Code for "CosyPose: Consistent multi-view multi-object 6D pose estimation", ECCV 2020.

MIT License

301 stars 89 forks source link

PartialSampler and MultiEpochDataLoader #33

Closed botanyldrm closed 3 years ago

botanyldrm commented 3 years ago

Firstly, thanks for this great repository. I want to understand a few points related to your training strategy.

The first one is batch number clipping which is done in partial sampler with "self.epoch_size = min(epoch_size, len(ds))". Why did you need something like that? I think this changes number of training samples seen in an epoch for trainings with different number of gpus. In your run_pose_training script, you normalize epoch_size with number of gpus. This means epoch_size will differ with gpu number and len(ds) will differ with batch size.

The second one is MultiEpochDataLoader. I did not understand exact purpose of this script. Why you did not use directly torch distributed dataloader?

ylabbe commented 3 years ago

Hi,

In my code, the "epoch" does not correspond to the standard definition of an epoch (e.g. pass on the entire dataset). The epoch_size is actually used to define the number of training iterations in one pseudo epoch which is used to define the interval for logging etc. I prefer thinking in terms of number of iterations because it does not depend on the dataset size.

I use MultiEpochDataLoader because torch dataloaders delete all processes in charge of loading the data at the end of each epoch (when the iterator is done). With my dataloader, the data queue keeps getting filled and is never deleted, which removes an overhead at the beginning of each epoch and makes training a bit faster.

botanyldrm commented 3 years ago

Thank you for your quick reply. I have a one final question after your reply.
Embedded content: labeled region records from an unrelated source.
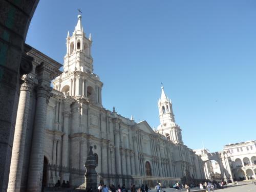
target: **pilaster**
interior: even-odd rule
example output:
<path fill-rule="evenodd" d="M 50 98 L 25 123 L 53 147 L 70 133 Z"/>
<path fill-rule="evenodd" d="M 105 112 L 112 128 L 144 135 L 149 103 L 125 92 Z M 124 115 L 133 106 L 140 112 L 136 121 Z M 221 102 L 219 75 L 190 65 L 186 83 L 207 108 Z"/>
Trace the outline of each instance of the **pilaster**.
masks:
<path fill-rule="evenodd" d="M 32 79 L 28 75 L 24 75 L 23 80 L 24 82 L 20 88 L 17 112 L 8 191 L 18 192 L 20 189 L 30 95 L 33 86 Z"/>
<path fill-rule="evenodd" d="M 40 85 L 37 88 L 35 125 L 28 179 L 27 191 L 29 192 L 41 191 L 44 164 L 45 125 L 50 90 L 49 87 L 44 85 Z"/>

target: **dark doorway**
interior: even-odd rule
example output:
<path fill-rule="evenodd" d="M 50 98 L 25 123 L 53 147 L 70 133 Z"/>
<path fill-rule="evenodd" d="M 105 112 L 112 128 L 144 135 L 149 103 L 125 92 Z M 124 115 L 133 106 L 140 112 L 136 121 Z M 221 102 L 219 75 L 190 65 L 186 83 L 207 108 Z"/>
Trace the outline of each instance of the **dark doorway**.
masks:
<path fill-rule="evenodd" d="M 42 172 L 42 185 L 45 187 L 47 185 L 47 167 L 49 161 L 46 156 L 44 156 L 44 169 Z"/>

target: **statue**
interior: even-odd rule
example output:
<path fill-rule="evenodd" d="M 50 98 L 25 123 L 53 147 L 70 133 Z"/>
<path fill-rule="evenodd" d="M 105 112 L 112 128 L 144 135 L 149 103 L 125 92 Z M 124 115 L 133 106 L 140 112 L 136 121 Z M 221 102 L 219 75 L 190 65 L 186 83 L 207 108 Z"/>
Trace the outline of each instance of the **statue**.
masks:
<path fill-rule="evenodd" d="M 87 191 L 89 189 L 90 191 L 97 191 L 97 173 L 95 169 L 96 166 L 98 166 L 98 155 L 96 153 L 93 154 L 93 147 L 90 146 L 84 165 L 87 169 L 86 173 Z"/>

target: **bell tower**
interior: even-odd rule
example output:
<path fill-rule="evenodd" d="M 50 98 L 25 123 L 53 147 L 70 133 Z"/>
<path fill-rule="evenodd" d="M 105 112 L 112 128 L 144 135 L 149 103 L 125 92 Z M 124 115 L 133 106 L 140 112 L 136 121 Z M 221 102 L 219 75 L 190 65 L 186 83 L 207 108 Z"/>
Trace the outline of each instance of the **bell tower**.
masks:
<path fill-rule="evenodd" d="M 64 56 L 63 72 L 53 81 L 55 89 L 77 99 L 82 98 L 91 103 L 102 106 L 103 83 L 93 73 L 93 59 L 91 48 L 91 34 L 87 38 L 82 26 L 82 16 L 71 36 L 66 38 L 67 53 Z"/>
<path fill-rule="evenodd" d="M 172 101 L 166 97 L 163 86 L 161 88 L 161 98 L 158 101 L 160 124 L 157 127 L 157 131 L 175 143 L 183 143 L 182 130 L 175 123 Z"/>
<path fill-rule="evenodd" d="M 86 37 L 82 26 L 82 16 L 77 16 L 78 20 L 72 35 L 69 31 L 67 37 L 67 54 L 64 57 L 64 71 L 78 71 L 92 72 L 93 58 L 91 55 L 92 39 L 91 34 L 89 38 Z"/>

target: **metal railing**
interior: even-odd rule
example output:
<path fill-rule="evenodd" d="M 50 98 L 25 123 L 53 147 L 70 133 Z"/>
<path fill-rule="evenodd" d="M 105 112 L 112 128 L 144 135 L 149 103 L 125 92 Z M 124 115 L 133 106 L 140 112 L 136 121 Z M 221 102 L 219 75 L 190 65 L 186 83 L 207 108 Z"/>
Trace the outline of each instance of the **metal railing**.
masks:
<path fill-rule="evenodd" d="M 45 165 L 42 184 L 45 187 L 85 189 L 84 174 L 84 169 L 57 165 Z"/>

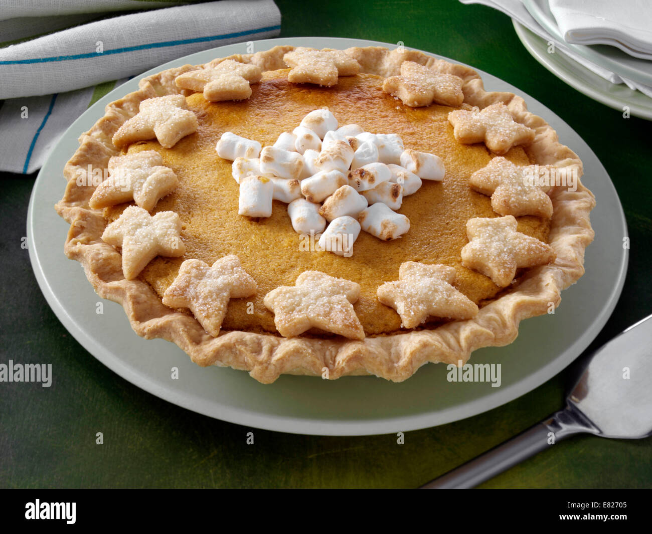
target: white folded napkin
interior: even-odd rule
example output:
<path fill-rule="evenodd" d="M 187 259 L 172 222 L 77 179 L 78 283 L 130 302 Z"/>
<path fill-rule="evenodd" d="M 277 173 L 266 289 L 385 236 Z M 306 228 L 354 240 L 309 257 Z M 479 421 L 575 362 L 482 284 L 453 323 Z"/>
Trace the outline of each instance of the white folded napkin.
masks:
<path fill-rule="evenodd" d="M 81 9 L 89 3 L 96 8 L 96 5 L 111 5 L 109 8 L 124 9 L 127 4 L 141 8 L 143 4 L 170 3 L 21 0 L 9 3 L 16 5 L 10 5 L 8 10 L 3 6 L 0 16 L 17 21 L 37 13 L 36 18 L 42 20 L 44 12 L 56 18 L 54 14 L 62 12 L 60 10 Z M 280 31 L 280 13 L 273 0 L 175 3 L 175 7 L 90 22 L 0 48 L 0 99 L 6 99 L 0 108 L 0 170 L 29 173 L 38 169 L 68 126 L 96 100 L 98 89 L 106 93 L 117 79 L 122 79 L 119 83 L 193 52 L 272 37 Z M 35 4 L 42 9 L 21 12 L 18 8 L 23 4 L 26 10 Z M 116 7 L 118 5 L 121 7 Z"/>
<path fill-rule="evenodd" d="M 608 44 L 652 59 L 650 0 L 550 0 L 550 6 L 567 42 Z"/>
<path fill-rule="evenodd" d="M 561 52 L 567 55 L 573 61 L 588 68 L 592 72 L 612 83 L 625 83 L 630 89 L 640 91 L 644 95 L 652 98 L 652 87 L 645 85 L 638 82 L 633 82 L 628 78 L 623 78 L 608 68 L 595 65 L 592 61 L 582 57 L 579 54 L 572 52 L 563 43 L 554 39 L 550 33 L 541 27 L 534 18 L 529 14 L 522 0 L 460 0 L 463 4 L 482 4 L 501 11 L 511 18 L 525 26 L 530 31 L 539 35 L 546 42 L 552 41 L 555 44 L 556 53 Z"/>

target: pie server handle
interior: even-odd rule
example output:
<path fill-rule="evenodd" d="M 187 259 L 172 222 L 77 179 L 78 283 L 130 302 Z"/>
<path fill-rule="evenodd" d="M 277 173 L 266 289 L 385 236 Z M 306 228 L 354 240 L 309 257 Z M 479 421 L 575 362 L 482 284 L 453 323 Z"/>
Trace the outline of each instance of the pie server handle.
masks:
<path fill-rule="evenodd" d="M 573 410 L 561 410 L 474 460 L 424 484 L 421 489 L 473 488 L 560 439 L 586 432 L 591 430 L 586 428 L 585 423 Z"/>

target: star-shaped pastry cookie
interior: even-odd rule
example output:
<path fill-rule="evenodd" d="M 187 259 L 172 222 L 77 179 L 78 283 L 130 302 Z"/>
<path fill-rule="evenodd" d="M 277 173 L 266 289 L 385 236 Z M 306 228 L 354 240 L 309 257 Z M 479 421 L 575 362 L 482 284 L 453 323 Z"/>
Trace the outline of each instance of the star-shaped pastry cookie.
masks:
<path fill-rule="evenodd" d="M 512 147 L 531 143 L 535 131 L 514 120 L 502 102 L 488 106 L 482 111 L 456 110 L 449 113 L 453 136 L 460 143 L 484 142 L 496 154 L 505 154 Z"/>
<path fill-rule="evenodd" d="M 237 256 L 220 258 L 212 267 L 201 260 L 186 260 L 164 293 L 163 304 L 189 308 L 203 329 L 216 338 L 229 301 L 250 297 L 256 291 L 256 280 Z"/>
<path fill-rule="evenodd" d="M 520 166 L 498 156 L 476 171 L 469 181 L 478 192 L 491 196 L 491 207 L 501 215 L 552 216 L 550 185 L 539 185 L 539 167 Z"/>
<path fill-rule="evenodd" d="M 501 288 L 511 283 L 517 268 L 549 263 L 556 258 L 549 245 L 516 231 L 516 220 L 511 215 L 469 219 L 466 235 L 469 243 L 462 249 L 462 265 L 489 276 Z"/>
<path fill-rule="evenodd" d="M 342 50 L 315 50 L 299 47 L 283 56 L 291 70 L 288 81 L 294 83 L 316 83 L 331 87 L 338 76 L 357 74 L 360 65 Z"/>
<path fill-rule="evenodd" d="M 163 166 L 155 150 L 145 150 L 109 160 L 109 176 L 91 197 L 89 205 L 94 209 L 133 200 L 143 209 L 151 211 L 159 199 L 170 194 L 179 183 L 177 175 Z"/>
<path fill-rule="evenodd" d="M 411 108 L 432 102 L 457 107 L 464 101 L 463 83 L 459 76 L 438 72 L 414 61 L 404 61 L 400 76 L 387 78 L 383 91 L 398 96 Z"/>
<path fill-rule="evenodd" d="M 295 286 L 282 286 L 265 295 L 265 306 L 274 312 L 274 323 L 282 336 L 298 336 L 319 328 L 352 339 L 363 339 L 364 332 L 353 310 L 360 296 L 354 282 L 336 278 L 319 271 L 306 271 Z"/>
<path fill-rule="evenodd" d="M 143 100 L 138 113 L 118 128 L 113 140 L 119 148 L 156 138 L 162 147 L 171 148 L 196 130 L 197 115 L 188 109 L 186 97 L 168 95 Z"/>
<path fill-rule="evenodd" d="M 174 80 L 177 87 L 203 92 L 210 102 L 241 100 L 251 96 L 250 83 L 260 82 L 263 71 L 257 65 L 226 59 L 213 68 L 184 72 Z"/>
<path fill-rule="evenodd" d="M 414 328 L 429 317 L 470 319 L 478 306 L 452 286 L 455 269 L 417 261 L 401 263 L 398 282 L 378 288 L 378 300 L 396 310 L 404 328 Z"/>
<path fill-rule="evenodd" d="M 123 273 L 133 280 L 157 256 L 183 256 L 186 247 L 181 230 L 181 221 L 173 211 L 152 216 L 141 207 L 128 206 L 104 229 L 102 239 L 122 247 Z"/>

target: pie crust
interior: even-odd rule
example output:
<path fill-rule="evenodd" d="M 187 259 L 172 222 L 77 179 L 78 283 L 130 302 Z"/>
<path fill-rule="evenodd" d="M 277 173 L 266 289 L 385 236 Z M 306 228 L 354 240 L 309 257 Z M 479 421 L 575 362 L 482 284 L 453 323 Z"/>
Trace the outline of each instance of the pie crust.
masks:
<path fill-rule="evenodd" d="M 283 56 L 294 50 L 293 46 L 275 46 L 254 54 L 213 60 L 207 66 L 231 59 L 256 65 L 263 72 L 276 70 L 287 67 Z M 458 76 L 463 80 L 465 104 L 482 110 L 501 102 L 516 121 L 535 130 L 534 140 L 524 147 L 532 160 L 542 166 L 574 168 L 578 177 L 582 175 L 579 158 L 558 142 L 556 133 L 543 119 L 527 111 L 521 97 L 510 93 L 486 91 L 480 76 L 469 67 L 408 50 L 355 47 L 344 52 L 357 61 L 361 72 L 385 78 L 398 76 L 405 61 Z M 556 254 L 555 261 L 526 271 L 518 284 L 482 306 L 473 319 L 445 323 L 432 329 L 368 336 L 361 340 L 285 338 L 244 331 L 223 332 L 213 337 L 192 316 L 164 305 L 147 284 L 137 278 L 125 278 L 120 254 L 101 239 L 106 226 L 102 211 L 89 205 L 93 188 L 77 185 L 77 177 L 87 166 L 106 168 L 110 158 L 121 153 L 112 142 L 113 134 L 138 113 L 141 102 L 169 95 L 187 96 L 192 91 L 178 87 L 175 78 L 203 67 L 184 65 L 149 76 L 141 80 L 138 91 L 108 104 L 104 116 L 80 138 L 80 147 L 64 170 L 68 184 L 55 209 L 70 224 L 65 254 L 82 263 L 100 297 L 123 305 L 132 327 L 139 335 L 175 343 L 201 366 L 217 365 L 246 370 L 263 383 L 288 374 L 329 379 L 375 375 L 402 381 L 428 362 L 464 363 L 476 349 L 511 343 L 522 319 L 544 314 L 551 305 L 556 307 L 561 301 L 561 291 L 584 274 L 584 250 L 593 238 L 589 212 L 595 201 L 578 180 L 575 191 L 557 187 L 550 194 L 554 213 L 548 244 Z M 327 368 L 327 373 L 324 368 Z"/>

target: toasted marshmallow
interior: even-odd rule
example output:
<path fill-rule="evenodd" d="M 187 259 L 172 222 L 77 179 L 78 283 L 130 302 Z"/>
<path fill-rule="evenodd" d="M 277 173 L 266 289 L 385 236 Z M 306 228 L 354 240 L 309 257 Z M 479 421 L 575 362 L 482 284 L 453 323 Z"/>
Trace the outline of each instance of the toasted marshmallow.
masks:
<path fill-rule="evenodd" d="M 364 142 L 373 143 L 378 148 L 378 161 L 389 164 L 398 164 L 400 162 L 401 154 L 403 153 L 403 140 L 400 136 L 396 134 L 370 134 L 363 132 L 355 136 L 357 143 L 350 141 L 354 149 L 357 148 L 355 145 Z"/>
<path fill-rule="evenodd" d="M 360 223 L 345 215 L 331 221 L 319 237 L 319 248 L 338 256 L 349 256 L 353 253 L 353 243 L 360 235 Z"/>
<path fill-rule="evenodd" d="M 344 137 L 347 136 L 355 137 L 355 136 L 361 134 L 364 131 L 362 126 L 359 126 L 357 125 L 344 125 L 344 126 L 340 126 L 337 128 L 336 132 Z"/>
<path fill-rule="evenodd" d="M 249 217 L 272 215 L 274 183 L 266 176 L 245 176 L 240 181 L 238 213 Z"/>
<path fill-rule="evenodd" d="M 319 156 L 319 153 L 316 150 L 308 149 L 303 153 L 303 170 L 301 171 L 301 175 L 299 179 L 303 180 L 304 178 L 310 178 L 312 175 L 317 174 L 321 169 L 315 164 L 317 158 Z"/>
<path fill-rule="evenodd" d="M 349 185 L 356 191 L 366 191 L 391 177 L 392 172 L 384 163 L 369 163 L 349 173 Z"/>
<path fill-rule="evenodd" d="M 301 154 L 274 147 L 265 147 L 260 153 L 260 171 L 280 178 L 299 178 L 303 170 Z"/>
<path fill-rule="evenodd" d="M 297 149 L 295 143 L 297 142 L 297 136 L 290 132 L 284 132 L 280 136 L 276 142 L 274 143 L 274 148 L 280 148 L 282 150 L 288 150 L 290 152 L 296 152 Z"/>
<path fill-rule="evenodd" d="M 419 190 L 421 186 L 421 179 L 416 174 L 393 163 L 387 166 L 392 171 L 392 177 L 389 179 L 389 181 L 400 184 L 403 186 L 403 196 L 414 194 Z"/>
<path fill-rule="evenodd" d="M 355 218 L 367 205 L 364 197 L 350 185 L 343 185 L 326 199 L 319 213 L 329 222 L 344 215 Z"/>
<path fill-rule="evenodd" d="M 299 233 L 311 231 L 321 233 L 326 228 L 326 219 L 319 215 L 319 205 L 308 202 L 304 198 L 297 198 L 288 205 L 288 215 L 292 222 L 292 228 Z"/>
<path fill-rule="evenodd" d="M 318 151 L 321 150 L 321 140 L 309 128 L 297 126 L 292 133 L 297 136 L 294 147 L 299 154 L 303 154 L 308 149 Z"/>
<path fill-rule="evenodd" d="M 353 154 L 353 160 L 351 162 L 352 170 L 358 169 L 370 163 L 378 161 L 378 147 L 368 141 L 361 143 Z"/>
<path fill-rule="evenodd" d="M 261 176 L 260 159 L 258 158 L 243 158 L 238 156 L 231 166 L 231 175 L 237 183 L 245 176 Z"/>
<path fill-rule="evenodd" d="M 258 158 L 261 147 L 258 141 L 246 139 L 230 132 L 224 132 L 217 141 L 217 155 L 225 160 L 235 160 L 237 157 Z"/>
<path fill-rule="evenodd" d="M 269 177 L 274 184 L 274 200 L 280 200 L 286 203 L 291 202 L 301 196 L 301 183 L 299 180 L 286 180 L 285 178 L 278 178 L 276 176 Z"/>
<path fill-rule="evenodd" d="M 321 202 L 342 186 L 346 177 L 339 171 L 319 171 L 301 182 L 301 194 L 308 202 Z"/>
<path fill-rule="evenodd" d="M 303 117 L 299 126 L 309 128 L 323 139 L 327 132 L 337 129 L 337 119 L 328 110 L 315 110 Z"/>
<path fill-rule="evenodd" d="M 385 241 L 396 239 L 409 230 L 409 219 L 382 202 L 369 206 L 358 216 L 358 220 L 364 231 Z"/>
<path fill-rule="evenodd" d="M 322 171 L 337 170 L 346 173 L 348 171 L 353 160 L 353 149 L 349 143 L 334 138 L 324 140 L 315 165 Z"/>
<path fill-rule="evenodd" d="M 378 134 L 376 135 L 378 147 L 378 161 L 381 163 L 398 164 L 403 153 L 403 140 L 396 134 Z"/>
<path fill-rule="evenodd" d="M 439 156 L 408 149 L 401 155 L 401 166 L 413 172 L 422 180 L 441 180 L 444 177 L 444 162 Z"/>
<path fill-rule="evenodd" d="M 391 182 L 379 183 L 373 189 L 363 191 L 363 194 L 370 205 L 382 202 L 394 211 L 399 209 L 403 203 L 403 187 Z"/>

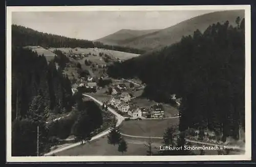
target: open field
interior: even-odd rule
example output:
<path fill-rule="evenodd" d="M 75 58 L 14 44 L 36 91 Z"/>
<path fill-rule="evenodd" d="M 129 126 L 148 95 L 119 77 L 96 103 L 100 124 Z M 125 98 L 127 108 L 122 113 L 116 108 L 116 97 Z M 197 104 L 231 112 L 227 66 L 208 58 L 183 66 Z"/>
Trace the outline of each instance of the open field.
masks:
<path fill-rule="evenodd" d="M 120 130 L 130 135 L 162 137 L 167 127 L 173 125 L 178 127 L 178 118 L 130 120 L 123 122 Z"/>
<path fill-rule="evenodd" d="M 36 52 L 37 54 L 39 55 L 44 54 L 46 57 L 46 60 L 48 61 L 50 61 L 54 58 L 55 54 L 51 52 L 50 51 L 47 50 L 42 47 L 37 46 L 27 46 L 24 47 L 25 48 L 29 48 L 33 51 Z"/>
<path fill-rule="evenodd" d="M 75 49 L 71 49 L 68 47 L 59 47 L 59 48 L 50 48 L 49 49 L 51 51 L 53 51 L 55 49 L 57 49 L 60 50 L 62 52 L 65 52 L 66 53 L 69 53 L 70 50 L 72 50 L 73 53 L 74 54 L 82 54 L 84 53 L 84 54 L 87 54 L 91 53 L 91 55 L 90 55 L 89 57 L 87 57 L 89 58 L 89 57 L 95 57 L 96 58 L 98 58 L 98 56 L 99 53 L 101 52 L 103 54 L 106 54 L 107 55 L 113 56 L 116 58 L 119 58 L 120 60 L 127 60 L 129 59 L 131 59 L 134 57 L 137 57 L 139 56 L 139 54 L 133 54 L 130 53 L 126 53 L 123 52 L 120 52 L 117 51 L 113 51 L 113 50 L 109 50 L 99 48 L 97 50 L 94 51 L 93 48 L 75 48 Z M 77 50 L 77 51 L 76 51 Z M 97 56 L 93 56 L 92 54 L 95 54 Z"/>

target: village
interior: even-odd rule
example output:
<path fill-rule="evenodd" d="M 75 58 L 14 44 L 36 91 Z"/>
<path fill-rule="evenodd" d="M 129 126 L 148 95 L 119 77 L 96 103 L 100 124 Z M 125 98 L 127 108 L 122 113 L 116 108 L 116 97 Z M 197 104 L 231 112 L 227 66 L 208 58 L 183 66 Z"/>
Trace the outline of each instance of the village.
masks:
<path fill-rule="evenodd" d="M 110 80 L 103 77 L 96 78 L 91 76 L 87 78 L 81 77 L 77 83 L 72 85 L 72 90 L 75 93 L 78 89 L 82 89 L 84 93 L 94 93 L 99 92 L 101 90 L 105 90 L 105 93 L 108 96 L 107 98 L 103 100 L 102 108 L 107 108 L 110 107 L 115 109 L 121 115 L 130 119 L 141 120 L 145 118 L 160 119 L 166 117 L 164 109 L 162 104 L 155 103 L 150 106 L 143 105 L 141 104 L 136 104 L 133 100 L 138 97 L 135 96 L 135 92 L 138 91 L 142 92 L 144 88 L 142 85 L 135 85 L 127 81 L 119 81 L 117 83 L 109 82 L 108 88 L 99 86 L 100 80 L 104 81 Z M 138 86 L 140 85 L 140 86 Z M 101 92 L 102 92 L 101 91 Z M 176 99 L 175 94 L 172 96 L 173 100 L 177 103 L 179 106 L 180 104 L 179 99 Z M 179 116 L 179 113 L 175 114 L 173 116 Z"/>

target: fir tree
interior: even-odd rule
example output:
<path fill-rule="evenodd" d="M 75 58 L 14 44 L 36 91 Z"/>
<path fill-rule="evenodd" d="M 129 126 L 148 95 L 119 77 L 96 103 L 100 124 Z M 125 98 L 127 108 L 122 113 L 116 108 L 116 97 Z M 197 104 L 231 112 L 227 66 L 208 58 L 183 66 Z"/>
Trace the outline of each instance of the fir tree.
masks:
<path fill-rule="evenodd" d="M 118 144 L 121 140 L 121 134 L 118 127 L 113 126 L 108 135 L 108 142 L 111 145 Z"/>
<path fill-rule="evenodd" d="M 119 144 L 118 151 L 122 152 L 122 155 L 123 155 L 124 152 L 127 151 L 127 144 L 123 138 L 121 139 Z"/>

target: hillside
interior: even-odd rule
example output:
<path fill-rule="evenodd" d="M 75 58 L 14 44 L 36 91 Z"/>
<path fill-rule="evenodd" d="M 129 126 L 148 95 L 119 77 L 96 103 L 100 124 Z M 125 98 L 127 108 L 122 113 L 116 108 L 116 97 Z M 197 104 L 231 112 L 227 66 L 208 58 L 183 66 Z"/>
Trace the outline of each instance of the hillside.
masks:
<path fill-rule="evenodd" d="M 116 63 L 108 70 L 116 78 L 139 78 L 142 97 L 171 103 L 182 98 L 179 129 L 209 129 L 225 141 L 241 139 L 244 130 L 245 22 L 208 25 L 164 49 Z"/>
<path fill-rule="evenodd" d="M 108 49 L 99 48 L 96 50 L 95 50 L 93 48 L 80 48 L 80 47 L 76 47 L 75 49 L 70 49 L 68 47 L 58 47 L 58 48 L 53 48 L 51 47 L 49 49 L 49 51 L 51 52 L 53 51 L 55 49 L 57 49 L 60 51 L 61 51 L 62 52 L 69 53 L 70 51 L 72 51 L 72 53 L 75 54 L 88 54 L 91 53 L 92 54 L 95 54 L 97 56 L 90 56 L 88 58 L 88 59 L 90 59 L 93 61 L 98 61 L 99 64 L 101 64 L 101 61 L 100 60 L 100 57 L 99 57 L 99 55 L 100 53 L 102 53 L 103 54 L 107 54 L 113 58 L 115 59 L 119 59 L 122 60 L 126 60 L 127 59 L 131 59 L 133 57 L 136 57 L 140 55 L 136 54 L 133 54 L 127 52 L 123 52 L 117 51 L 113 51 L 110 50 Z M 105 63 L 103 62 L 103 63 Z"/>
<path fill-rule="evenodd" d="M 238 16 L 244 17 L 244 11 L 225 11 L 208 13 L 163 30 L 126 39 L 119 44 L 140 50 L 152 50 L 177 42 L 181 39 L 182 36 L 193 35 L 197 29 L 203 32 L 209 25 L 217 22 L 223 23 L 228 20 L 229 24 L 234 26 L 236 25 L 234 20 Z"/>
<path fill-rule="evenodd" d="M 126 40 L 131 40 L 147 34 L 152 33 L 159 30 L 134 30 L 123 29 L 103 38 L 97 39 L 106 44 L 118 45 L 125 42 Z"/>
<path fill-rule="evenodd" d="M 16 25 L 12 25 L 12 45 L 14 47 L 28 45 L 40 46 L 45 49 L 50 47 L 99 47 L 139 54 L 145 53 L 145 51 L 126 46 L 106 45 L 98 41 L 71 38 L 43 33 Z"/>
As I understand, since you are not using distributed dataloader, each process for each gpu has a different dataloader independent of each other and so in one epoch(with your epoch definition) model see Gpu_Number self.epoch_size iterations and Gpu_Number self.epoch_size * batch_size samples. Am I correct in this point?

ylabbe commented 3 years ago

Actually there is a slight imprecision in my previous response. The epoch_size defines the total number of image and not iterations. How it goes is that I define total number of images the networks sees (counting all processes) here. Then this epoch_size is divided by the number on gpus here and given to the current process (1 GPU).